Teresa Franchi-Mendes, Marília Silva, Ana Luísa Cartaxo, Ana Fernandes-Platzgummer, Joaquim M S Cabral und Cláudia L da Silva.

Bioengineering. 2023;10(9):1067.

Tissue-Engineering-Ansätze im Muskelbereich stellen ein vielversprechendes neues Feld dar, um die aktuellen therapeutischen Herausforderungen zu bewältigen, die mit zahlreichen pathologischen Zuständen verbunden sind, die die Muskelkompartimente betreffen, entweder die Skelettmuskulatur oder die glatte Muskulatur, die für die unwillkürliche bzw. willentliche Kontraktion verantwortlich sind. In dieser Übersicht werden verschiedene Merkmale und Parameter der Bioprozessierung von Muskelzellen behandelt. Je nach Gewebetyp (glatte Muskulatur oder Skelettmuskulatur) wird der Prozess der Zellisolierung dargestellt, gefolgt von der Beschreibung der Herausforderungen, die mit der Verwendung von adultem Spendergewebe verbunden sind, und den Strategien zur Überwindung der Hürden beim Erreichen relevanter Zellzahlen für eine klinische Anwendung.

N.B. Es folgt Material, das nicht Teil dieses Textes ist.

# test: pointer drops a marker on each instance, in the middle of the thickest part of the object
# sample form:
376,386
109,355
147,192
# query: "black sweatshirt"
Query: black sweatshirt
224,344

Insbesondere wird die Verwendung von Stamm-/Vorläuferzellen als Quelle für glatte und Skelettmuskelzellen hervorgehoben, um ein zelluläres Produkt zu entwickeln, das in der Lage ist, die Identität und Funktionalität der Zielzellen zu erhalten. Unter Berücksichtigung der Notwendigkeit eines robusten und kosteneffizienten Bioprozesses für die Zellherstellung werden auch die Kombination von Muskelzellen mit Biomaterialien und der Bedarf an Scale-up für klinische Anwendungen angesprochen.